= Christiane Baumeister =

German economist

Christiane Baumeister is a German economist. She is the Lambert Family Professor of Economics at the University of Notre Dame in the United States.

She holds the named professor title of Robert H. Lambert, Class of 1940, Helen B. Lambert, Mary E. Lambert and Michael P. Lambert Professor of Economics. Her research focuses on empirical macroeconomics, energy markets, Bayesian analysis, and the transmission of monetary policy.

She is on the board of editors of the American Economic Review. Her work has been cited over 9000 times and she is the 114th-most-cited female economist worldwide. She is a research associate at the NBER.

== Career ==
Baumeister earned her doctorate in economics at Ghent University in Belgium. She began her career as a researcher at the Bank of Canada, where she worked on international economic analysis. In July 2015, she joined the University of Notre Dame as a professor of economics and later became associate chair of the department.

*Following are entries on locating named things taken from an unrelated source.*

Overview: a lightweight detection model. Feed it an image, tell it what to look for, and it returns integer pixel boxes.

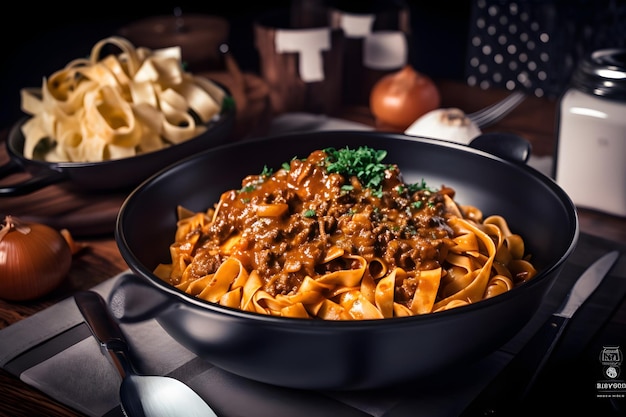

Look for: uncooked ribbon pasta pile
[21,36,226,162]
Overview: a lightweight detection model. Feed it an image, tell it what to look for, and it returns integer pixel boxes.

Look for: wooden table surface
[0,80,626,416]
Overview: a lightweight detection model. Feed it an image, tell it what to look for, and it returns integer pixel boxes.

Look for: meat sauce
[178,150,454,302]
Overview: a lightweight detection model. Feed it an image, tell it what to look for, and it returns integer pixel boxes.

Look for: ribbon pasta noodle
[154,147,537,320]
[21,36,226,162]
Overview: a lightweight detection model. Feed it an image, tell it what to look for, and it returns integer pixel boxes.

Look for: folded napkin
[0,235,626,417]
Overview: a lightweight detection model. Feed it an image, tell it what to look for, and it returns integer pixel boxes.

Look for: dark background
[0,0,626,128]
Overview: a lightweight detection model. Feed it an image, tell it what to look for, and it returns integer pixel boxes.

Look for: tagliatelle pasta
[154,147,537,320]
[21,36,226,162]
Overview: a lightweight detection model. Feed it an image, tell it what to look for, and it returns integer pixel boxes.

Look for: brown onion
[370,65,441,131]
[0,216,72,301]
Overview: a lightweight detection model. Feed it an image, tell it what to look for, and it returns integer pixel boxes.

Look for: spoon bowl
[74,291,217,417]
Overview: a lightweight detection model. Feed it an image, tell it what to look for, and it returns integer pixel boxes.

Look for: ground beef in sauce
[173,150,454,302]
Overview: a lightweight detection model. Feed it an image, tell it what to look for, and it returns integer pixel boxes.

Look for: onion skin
[0,216,72,301]
[370,65,441,131]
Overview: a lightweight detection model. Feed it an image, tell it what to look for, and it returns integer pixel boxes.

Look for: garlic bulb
[404,108,482,144]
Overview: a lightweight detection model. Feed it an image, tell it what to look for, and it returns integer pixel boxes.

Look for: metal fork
[467,91,526,128]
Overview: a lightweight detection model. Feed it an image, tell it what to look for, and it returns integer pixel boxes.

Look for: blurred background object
[117,7,230,72]
[0,0,626,128]
[465,0,626,97]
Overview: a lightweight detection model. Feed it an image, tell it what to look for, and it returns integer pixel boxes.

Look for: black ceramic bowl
[0,95,235,197]
[109,131,579,390]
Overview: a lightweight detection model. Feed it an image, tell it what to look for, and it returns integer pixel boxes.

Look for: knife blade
[461,251,619,417]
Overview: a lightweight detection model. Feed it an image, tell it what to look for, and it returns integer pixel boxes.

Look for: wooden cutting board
[0,129,127,238]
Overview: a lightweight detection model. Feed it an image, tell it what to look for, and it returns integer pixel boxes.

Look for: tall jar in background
[554,48,626,216]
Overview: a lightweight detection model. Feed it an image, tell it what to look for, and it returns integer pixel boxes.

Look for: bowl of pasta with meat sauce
[109,131,579,390]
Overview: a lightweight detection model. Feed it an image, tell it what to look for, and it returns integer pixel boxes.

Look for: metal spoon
[74,291,217,417]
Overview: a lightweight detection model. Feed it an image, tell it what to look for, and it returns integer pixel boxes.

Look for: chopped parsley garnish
[261,165,274,177]
[324,146,391,195]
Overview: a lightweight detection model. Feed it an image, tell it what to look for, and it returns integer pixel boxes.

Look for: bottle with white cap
[554,48,626,216]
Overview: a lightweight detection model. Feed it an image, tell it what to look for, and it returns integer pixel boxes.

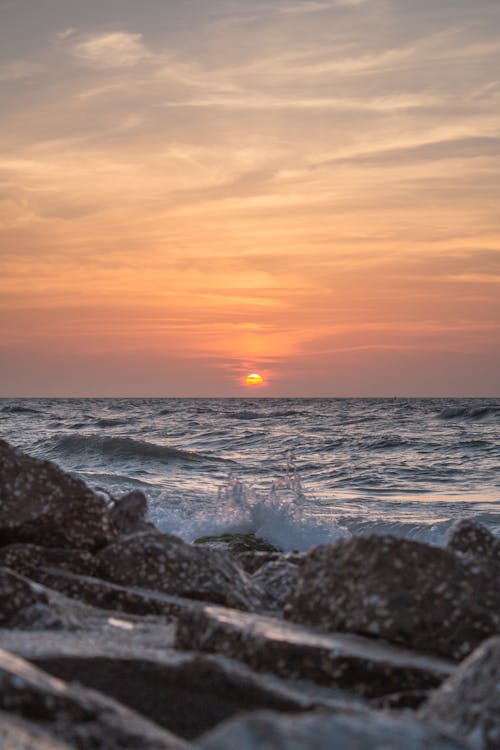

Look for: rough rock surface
[0,544,97,576]
[0,440,115,549]
[446,518,500,564]
[98,533,262,610]
[0,628,366,739]
[285,536,500,660]
[175,607,454,698]
[236,551,305,574]
[110,490,154,534]
[195,712,470,750]
[420,637,500,750]
[32,568,204,620]
[0,651,185,750]
[0,711,74,750]
[252,560,298,612]
[0,568,79,629]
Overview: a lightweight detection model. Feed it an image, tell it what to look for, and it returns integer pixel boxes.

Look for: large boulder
[252,560,298,613]
[0,568,76,630]
[420,637,500,750]
[0,650,186,750]
[0,628,366,739]
[446,518,500,564]
[110,490,154,534]
[175,607,454,698]
[195,711,470,750]
[0,440,116,550]
[0,544,97,576]
[285,536,500,660]
[27,568,203,621]
[0,711,74,750]
[98,532,262,610]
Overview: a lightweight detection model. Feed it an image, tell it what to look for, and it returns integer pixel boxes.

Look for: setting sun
[245,372,264,385]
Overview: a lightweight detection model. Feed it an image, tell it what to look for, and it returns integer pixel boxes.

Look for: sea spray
[153,451,349,551]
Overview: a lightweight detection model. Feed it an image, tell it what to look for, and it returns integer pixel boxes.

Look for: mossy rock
[193,533,281,554]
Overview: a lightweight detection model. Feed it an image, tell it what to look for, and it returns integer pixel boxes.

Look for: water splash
[152,452,350,551]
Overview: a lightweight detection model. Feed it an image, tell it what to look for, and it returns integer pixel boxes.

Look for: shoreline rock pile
[0,440,500,750]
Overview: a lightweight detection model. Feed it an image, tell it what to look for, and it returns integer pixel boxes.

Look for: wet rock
[175,607,454,698]
[110,490,155,534]
[0,651,186,750]
[446,518,500,563]
[285,536,500,660]
[0,568,75,629]
[420,637,500,750]
[98,533,262,609]
[0,630,363,739]
[235,551,283,575]
[252,560,298,612]
[0,440,115,550]
[195,711,470,750]
[0,544,97,576]
[0,711,74,750]
[32,568,203,620]
[194,532,279,554]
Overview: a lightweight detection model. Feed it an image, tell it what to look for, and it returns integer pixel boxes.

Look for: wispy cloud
[0,60,45,81]
[73,31,150,68]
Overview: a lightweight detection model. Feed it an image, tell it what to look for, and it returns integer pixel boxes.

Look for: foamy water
[0,399,500,549]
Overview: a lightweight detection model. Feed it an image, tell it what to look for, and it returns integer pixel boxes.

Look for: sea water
[0,398,500,550]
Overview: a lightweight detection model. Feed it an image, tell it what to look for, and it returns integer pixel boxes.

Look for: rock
[110,490,155,534]
[252,560,298,612]
[236,552,305,575]
[32,568,203,620]
[0,711,74,750]
[0,568,75,630]
[0,544,97,577]
[0,629,364,739]
[175,607,454,698]
[98,533,262,609]
[285,536,500,660]
[420,637,500,750]
[446,518,500,563]
[0,440,115,550]
[194,532,279,554]
[195,711,470,750]
[0,651,186,750]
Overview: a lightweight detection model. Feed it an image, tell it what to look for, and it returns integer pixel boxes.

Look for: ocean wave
[44,434,227,463]
[224,409,302,420]
[0,404,43,414]
[438,405,500,419]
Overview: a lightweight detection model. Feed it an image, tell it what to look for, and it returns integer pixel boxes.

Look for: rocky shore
[0,441,500,750]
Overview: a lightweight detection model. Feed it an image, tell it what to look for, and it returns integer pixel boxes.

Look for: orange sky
[0,0,500,396]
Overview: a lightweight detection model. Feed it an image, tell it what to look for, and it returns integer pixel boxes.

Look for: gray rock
[0,544,97,577]
[446,518,500,563]
[420,637,500,750]
[0,568,75,630]
[235,551,305,575]
[110,490,155,534]
[98,532,262,610]
[0,629,363,739]
[31,568,204,621]
[175,607,454,698]
[285,536,500,660]
[252,560,298,612]
[0,651,186,750]
[0,711,74,750]
[195,711,470,750]
[0,440,115,549]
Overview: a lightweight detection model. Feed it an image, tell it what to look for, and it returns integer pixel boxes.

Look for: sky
[0,0,500,398]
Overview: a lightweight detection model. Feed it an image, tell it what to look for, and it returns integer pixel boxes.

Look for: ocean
[0,398,500,550]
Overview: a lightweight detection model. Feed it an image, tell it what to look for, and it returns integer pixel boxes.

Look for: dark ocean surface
[0,398,500,549]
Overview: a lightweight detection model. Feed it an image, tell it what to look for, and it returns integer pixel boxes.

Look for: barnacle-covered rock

She is also a research associate at the National Bureau of Economic Research and a research fellow at the Centre for Economic Policy Research. In addition, Baumeister holds research positions with the Deutsche Bundesbank Research Center and the University of Pretoria.

== Research and publications ==
Baumeister has published widely on macroeconomic forecasting, energy prices, and oil market dynamics. Her research often examines how oil price shocks affect the broader economy and how to recover market expectations from financial data. She worked on structural vector autoregressions, which has influenced how economists interpret monetary policy and oil price fluctuations. She has also co-authored empirical articles on tracking weekly economic conditions and energy markets and global economic conditions.

In a 2025 survey reported by the Financial Times, Baumeister warned that political attacks on the Federal Reserve risk undermining its independence and could turn the central bank into an instrument of government policy. She is also the cofounder of market analysis company Commodia.